Endeavour Foundation is closing Draw 466 next week, and the headline is a choice worth thinking about: a fully furnished beach house on Banksia Avenue in Coolum Beach, or $3 million in gold bullion. Same draw. Same ticket. Two completely different lives.
It's a decision more prize home winners are facing. RSL Art Union's recent Draw 424 gave the winner a $4.3 million beachfront apartment in Sydney or the full value in gold. Their Draw 423 before it was a "Dream Choice" between a Sunshine Coast skyhome and a Mornington Peninsula ocean home. Mater's current draw, closing later this month, is a $5.6 million waterfront package in Burleigh Waters with a Land Rover and $100,000 in gold thrown in. The question used to be simple: did you win? Now it's more interesting. What do you actually want?
For anyone who's done the maths, the answer isn't as obvious as it looks.
Take the Endeavour draw. Four bedrooms, heated pool, timber floors, and the Sunshine Coast's best surf break within walking distance. The median house price in Coolum Beach is sitting around $1.4 million right now, so on paper you're getting something worth more than double the local market. Sounds like a no-brainer.
But that house comes with running costs that start the day you get the keys. Council rates on a beachfront Sunshine Coast property can run several thousand dollars a year. Insurance for a coastal home in Queensland isn't getting cheaper any time soon, and building and contents on a $3 million property could easily hit $5,000 to $8,000 annually. Then there's maintenance. Pools don't clean themselves. Timber floors want attention. Salt air eats everything it touches.

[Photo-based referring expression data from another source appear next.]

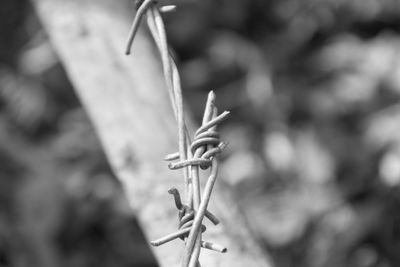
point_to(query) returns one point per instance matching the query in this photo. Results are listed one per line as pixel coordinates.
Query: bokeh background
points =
(314, 153)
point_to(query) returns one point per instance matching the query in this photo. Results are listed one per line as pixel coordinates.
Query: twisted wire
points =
(201, 154)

Put it all together and you're looking at an estimated $25,000 to $40,000 a year in holding costs. That's before you've bought a single bag of groceries.
Now take the $3 million in gold. No council rates. No insurance premiums. No plumber ringing the doorbell at 7am on a Sunday. You could invest the lot, buy a more modest place outright in the suburb you already live in, and still have a substantial chunk working for you. Or you could buy a property you actually want, closer to your job, and skip the lifestyle overhaul that comes with suddenly owning a beachfront house three hours from your office.

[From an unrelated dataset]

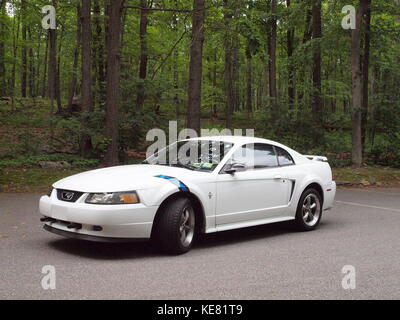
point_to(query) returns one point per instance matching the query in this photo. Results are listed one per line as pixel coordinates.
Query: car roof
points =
(236, 139)
(241, 140)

The gold option is showing up more often across the big charity lotteries, and it's easy to see why. RSL Art Union now regularly offers full prize value in gold bullion as an alternative. Endeavour's doing the same at the $3 million mark. Even Mater Prize Home, which doesn't always offer a straight cash swap, bundles $100,000 in gold into its current package. Yourtown's car draws operate differently, but the principle carries. Winners want flexibility, and lottery operators have figured that out.
There's a psychological angle worth flagging, though. Houses photograph brilliantly. They film even better. A waterfront home on the Sunshine Coast makes for a much stronger winner's story than "bloke from Parramatta takes the bullion." The charity gets better marketing from the house. The draw itself shifts more tickets when there's a stunning property to look at. Nobody shares a photo of a gold bar on Instagram with the same energy.
That creates a subtle pressure. The open home tours, the glossy drone footage, the lifestyle copy on the website, it's all designed to make you fall in love with the property. That's not cynical. It's just good marketing. But it means the emotional pull of the house can quietly override the rational case for the cash.
Subscription giveaway platforms like Motor Culture Australia and LMCT+ sidestep this problem entirely. Their draws are mostly cars and cash, things you can use or sell without needing to uproot your life. A $200,000 car comes with its own questions, but at least nobody's asking you to move to Coolum Beach for it.
None of which means the house is automatically the wrong pick. If you're already on the Sunshine Coast, or you've been plotting a sea change for years, a $3 million home with a heated pool and Banksia Avenue as your address is the kind of prize that changes your life in exactly the direction you wanted. Coolum Beach is premium coastal real estate, and the Sunshine Coast market has been steady. You could do a lot worse.
But for the average winner, someone with a job in Sydney or Melbourne, kids in school, a mortgage ticking along, the gold is almost certainly the sharper move. You keep your life. You clear your debts. You invest the rest. You don't have to explain to your boss that you're quitting because you won a beach house in Queensland.
Endeavour Foundation's Draw 466 closes at 10pm AEST on April 9. Tickets are $10. The draw happens April 16 at their Cannon Hill offices. If you're already in, you've probably made up your mind. But if you're still daydreaming about which option you'd choose, do the maths first. The house looks better. The gold works better. And that's a choice worth making with your eyes open.